How Mayor Daley Outfoxed Martin Luther King

During the Civil Rights Movement, black leaders had a saying: “In the South, the white man doesn’t care how close you get, as long as you don’t get too high. In the North, he doesn’t care how high you get, as long as you don’t get too close.”

When Martin Luther King came to Chicago in 1966, he didn’t come to march for voting rights. Blacks had been able to vote in Illinois for nearly 100 years and had their own aldermen, legislators and congressmen. He came for housing rights. Chicago was known as the most segregated city in America, with blacks confined to ghettos on the South and West sides.

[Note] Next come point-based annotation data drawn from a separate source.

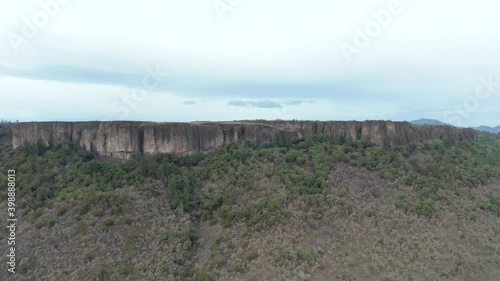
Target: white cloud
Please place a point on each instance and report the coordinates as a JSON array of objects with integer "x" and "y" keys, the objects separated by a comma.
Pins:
[{"x": 432, "y": 51}]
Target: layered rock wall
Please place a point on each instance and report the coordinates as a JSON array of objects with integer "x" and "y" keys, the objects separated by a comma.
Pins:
[{"x": 121, "y": 139}]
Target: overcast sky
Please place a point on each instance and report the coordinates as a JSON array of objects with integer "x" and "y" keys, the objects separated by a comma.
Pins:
[{"x": 250, "y": 59}]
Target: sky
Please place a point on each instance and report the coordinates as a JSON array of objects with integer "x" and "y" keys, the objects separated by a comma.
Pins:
[{"x": 221, "y": 60}]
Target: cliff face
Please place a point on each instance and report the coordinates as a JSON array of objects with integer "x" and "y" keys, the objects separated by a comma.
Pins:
[{"x": 121, "y": 139}]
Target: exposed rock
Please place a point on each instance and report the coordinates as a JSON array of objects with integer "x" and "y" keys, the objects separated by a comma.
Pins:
[{"x": 121, "y": 139}]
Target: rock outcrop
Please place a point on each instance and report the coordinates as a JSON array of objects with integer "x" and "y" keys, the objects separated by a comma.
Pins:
[{"x": 122, "y": 139}]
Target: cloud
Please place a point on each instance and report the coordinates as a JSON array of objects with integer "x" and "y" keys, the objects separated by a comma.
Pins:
[
  {"x": 295, "y": 102},
  {"x": 259, "y": 104}
]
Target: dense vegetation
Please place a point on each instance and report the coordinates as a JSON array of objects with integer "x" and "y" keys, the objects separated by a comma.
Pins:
[
  {"x": 64, "y": 178},
  {"x": 62, "y": 173}
]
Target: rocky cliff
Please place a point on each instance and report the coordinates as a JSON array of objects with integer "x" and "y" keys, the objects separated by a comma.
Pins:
[{"x": 121, "y": 139}]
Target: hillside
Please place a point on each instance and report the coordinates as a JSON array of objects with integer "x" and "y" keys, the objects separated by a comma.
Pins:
[
  {"x": 424, "y": 121},
  {"x": 123, "y": 139},
  {"x": 488, "y": 129},
  {"x": 312, "y": 208}
]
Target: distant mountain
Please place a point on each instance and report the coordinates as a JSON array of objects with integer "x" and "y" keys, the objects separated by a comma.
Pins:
[
  {"x": 488, "y": 129},
  {"x": 425, "y": 121}
]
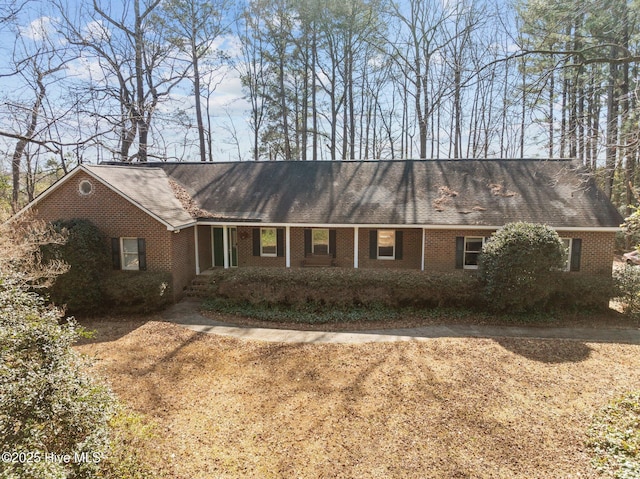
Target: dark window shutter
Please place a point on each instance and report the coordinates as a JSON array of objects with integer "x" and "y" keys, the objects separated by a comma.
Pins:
[
  {"x": 332, "y": 242},
  {"x": 576, "y": 252},
  {"x": 256, "y": 241},
  {"x": 399, "y": 244},
  {"x": 373, "y": 244},
  {"x": 459, "y": 252},
  {"x": 280, "y": 241},
  {"x": 307, "y": 242},
  {"x": 115, "y": 253},
  {"x": 142, "y": 254}
]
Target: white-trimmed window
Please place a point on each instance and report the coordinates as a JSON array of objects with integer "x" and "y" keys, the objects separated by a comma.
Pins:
[
  {"x": 320, "y": 241},
  {"x": 568, "y": 242},
  {"x": 268, "y": 242},
  {"x": 129, "y": 253},
  {"x": 386, "y": 244},
  {"x": 472, "y": 248}
]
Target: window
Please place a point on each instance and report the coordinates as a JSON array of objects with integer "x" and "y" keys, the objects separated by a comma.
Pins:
[
  {"x": 268, "y": 242},
  {"x": 320, "y": 241},
  {"x": 468, "y": 250},
  {"x": 386, "y": 244},
  {"x": 472, "y": 249},
  {"x": 129, "y": 254}
]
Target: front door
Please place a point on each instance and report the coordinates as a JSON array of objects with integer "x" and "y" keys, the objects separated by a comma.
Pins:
[{"x": 233, "y": 246}]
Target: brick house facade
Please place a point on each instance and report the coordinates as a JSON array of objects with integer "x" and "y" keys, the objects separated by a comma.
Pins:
[{"x": 419, "y": 215}]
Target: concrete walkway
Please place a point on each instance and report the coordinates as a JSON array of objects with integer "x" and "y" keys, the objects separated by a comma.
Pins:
[{"x": 186, "y": 313}]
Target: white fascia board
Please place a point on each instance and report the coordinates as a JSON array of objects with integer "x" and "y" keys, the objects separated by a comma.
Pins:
[
  {"x": 75, "y": 171},
  {"x": 605, "y": 229}
]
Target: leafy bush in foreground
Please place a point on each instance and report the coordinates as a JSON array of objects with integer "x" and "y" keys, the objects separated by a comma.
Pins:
[
  {"x": 615, "y": 438},
  {"x": 627, "y": 281},
  {"x": 49, "y": 407},
  {"x": 86, "y": 254},
  {"x": 517, "y": 266}
]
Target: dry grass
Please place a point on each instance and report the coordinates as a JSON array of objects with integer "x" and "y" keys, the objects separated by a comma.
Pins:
[{"x": 445, "y": 408}]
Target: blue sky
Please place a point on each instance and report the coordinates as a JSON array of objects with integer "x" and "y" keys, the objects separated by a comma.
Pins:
[{"x": 229, "y": 108}]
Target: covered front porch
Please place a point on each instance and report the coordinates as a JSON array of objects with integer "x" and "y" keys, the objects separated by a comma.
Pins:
[{"x": 231, "y": 245}]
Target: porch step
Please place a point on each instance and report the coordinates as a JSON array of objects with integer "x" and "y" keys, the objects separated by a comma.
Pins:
[{"x": 199, "y": 287}]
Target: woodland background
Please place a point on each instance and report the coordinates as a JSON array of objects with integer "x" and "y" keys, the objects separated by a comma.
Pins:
[{"x": 194, "y": 80}]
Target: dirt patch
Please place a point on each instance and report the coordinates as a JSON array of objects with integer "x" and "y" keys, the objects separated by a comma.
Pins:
[{"x": 477, "y": 408}]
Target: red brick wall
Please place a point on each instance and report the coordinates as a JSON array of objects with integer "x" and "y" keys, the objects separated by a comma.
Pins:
[
  {"x": 411, "y": 251},
  {"x": 597, "y": 251},
  {"x": 115, "y": 217},
  {"x": 245, "y": 251},
  {"x": 344, "y": 247},
  {"x": 440, "y": 248}
]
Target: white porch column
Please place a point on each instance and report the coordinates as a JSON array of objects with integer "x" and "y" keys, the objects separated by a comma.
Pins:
[
  {"x": 423, "y": 248},
  {"x": 195, "y": 236},
  {"x": 356, "y": 236},
  {"x": 287, "y": 246},
  {"x": 225, "y": 246}
]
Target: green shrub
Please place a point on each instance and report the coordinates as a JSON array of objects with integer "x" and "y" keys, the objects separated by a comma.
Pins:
[
  {"x": 85, "y": 251},
  {"x": 48, "y": 404},
  {"x": 614, "y": 438},
  {"x": 137, "y": 292},
  {"x": 627, "y": 288},
  {"x": 517, "y": 266},
  {"x": 344, "y": 288}
]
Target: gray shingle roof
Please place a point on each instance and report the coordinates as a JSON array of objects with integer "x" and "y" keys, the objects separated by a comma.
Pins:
[
  {"x": 413, "y": 192},
  {"x": 149, "y": 188}
]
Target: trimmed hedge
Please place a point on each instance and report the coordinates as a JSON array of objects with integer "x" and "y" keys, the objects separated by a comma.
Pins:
[
  {"x": 136, "y": 292},
  {"x": 85, "y": 252},
  {"x": 340, "y": 288},
  {"x": 274, "y": 291},
  {"x": 580, "y": 292}
]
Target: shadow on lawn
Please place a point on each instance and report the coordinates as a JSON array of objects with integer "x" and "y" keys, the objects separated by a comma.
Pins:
[
  {"x": 547, "y": 351},
  {"x": 105, "y": 330}
]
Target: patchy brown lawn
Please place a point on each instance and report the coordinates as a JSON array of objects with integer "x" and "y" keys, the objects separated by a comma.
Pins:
[{"x": 444, "y": 408}]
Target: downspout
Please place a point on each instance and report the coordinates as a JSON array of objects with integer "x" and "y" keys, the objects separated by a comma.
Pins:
[
  {"x": 356, "y": 235},
  {"x": 195, "y": 235}
]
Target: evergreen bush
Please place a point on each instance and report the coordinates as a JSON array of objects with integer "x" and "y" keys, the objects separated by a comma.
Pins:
[
  {"x": 86, "y": 253},
  {"x": 53, "y": 416},
  {"x": 517, "y": 266}
]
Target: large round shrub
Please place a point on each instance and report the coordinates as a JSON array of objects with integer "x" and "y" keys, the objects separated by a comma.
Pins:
[
  {"x": 86, "y": 253},
  {"x": 517, "y": 266}
]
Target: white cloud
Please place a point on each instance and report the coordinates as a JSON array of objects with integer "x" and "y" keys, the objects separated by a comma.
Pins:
[{"x": 38, "y": 29}]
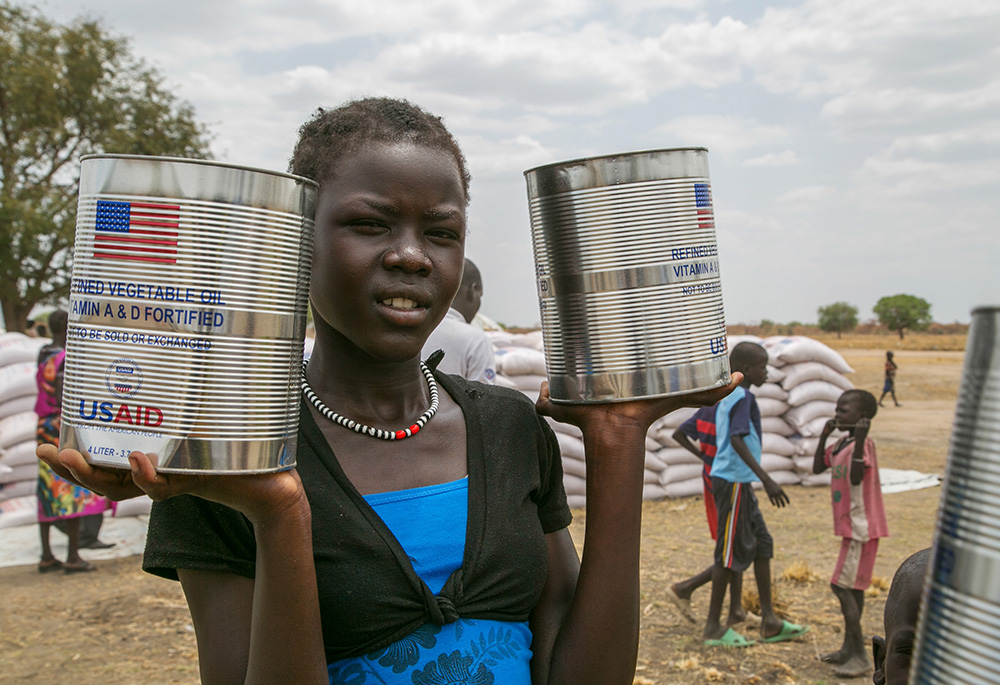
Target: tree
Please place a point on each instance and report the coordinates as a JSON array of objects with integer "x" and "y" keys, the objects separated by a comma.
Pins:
[
  {"x": 67, "y": 91},
  {"x": 839, "y": 317},
  {"x": 899, "y": 312}
]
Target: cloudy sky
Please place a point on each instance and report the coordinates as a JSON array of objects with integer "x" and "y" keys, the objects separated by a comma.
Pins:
[{"x": 854, "y": 146}]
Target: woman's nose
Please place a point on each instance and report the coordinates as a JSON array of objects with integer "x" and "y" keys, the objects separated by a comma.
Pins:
[{"x": 407, "y": 253}]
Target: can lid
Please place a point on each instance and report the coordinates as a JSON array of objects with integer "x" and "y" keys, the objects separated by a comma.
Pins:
[
  {"x": 205, "y": 162},
  {"x": 621, "y": 155}
]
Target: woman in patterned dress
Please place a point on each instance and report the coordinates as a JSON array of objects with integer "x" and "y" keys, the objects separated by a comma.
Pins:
[{"x": 58, "y": 498}]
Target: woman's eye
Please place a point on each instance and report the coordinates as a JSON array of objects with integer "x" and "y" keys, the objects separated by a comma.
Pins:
[
  {"x": 444, "y": 234},
  {"x": 367, "y": 225}
]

King never made much progress in Chicago. Mayor Richard J. Daley, father of Richard M. Daley, wanted to keep the city segregated, because it guaranteed that middle-class whites didn’t flee to the suburbs. Rep. William Dawson, the black overlord of the South Side, also wanted to keep the city segregated, because the ghetto guaranteed him a captive political base. The Daley-controlled black aldermen known as the “Silent Six” regularly voted against open housing ordinances. As Bill and Lori Granger put it in Lords of the Last Machine, “Why let the chickens out of the coop?”

Still, King led marches through the all-white neighborhoods of Gage Park and Marquette Park, where he was greeted by Confederate-flag waving whites chanting, “Two, four, six, eight, we don’t want to integrate!” He was hit on the head by a rock, causing him to fall to the ground.

“I think the people from Mississippi ought to come to Chicago to learn how to hate,” King said afterward.

Unlike Southern politicians, Daley ordered his police to stop the violence -- but he also went to court for an injunction limiting the size and the hours of the marches. When he finally sat down to negotiate with King, they came up with an agreement in which Daley promised, among other things, to lobby for more open-housing legislation and build scattered-site housing projects. King left town, declaring victory. Shortly after his departure, Daley declared that summit had produced nothing but an unenforceable “gentlemen’s agreement.”

King was furious. As his aide Ralph Abernathy was later to write, “Richard Daley was a fox, too smart for us.”

As long as Daley was mayor, Chicago remained the most segregated city in America. In many parts of town, it still. On his home turf in the South, King defeated Bull Connor, George Wallace, Lester Maddox, the Ku Klux Klan and the White Citizens Councils. But in Chicago, he couldn’t outfox Mayor Daley.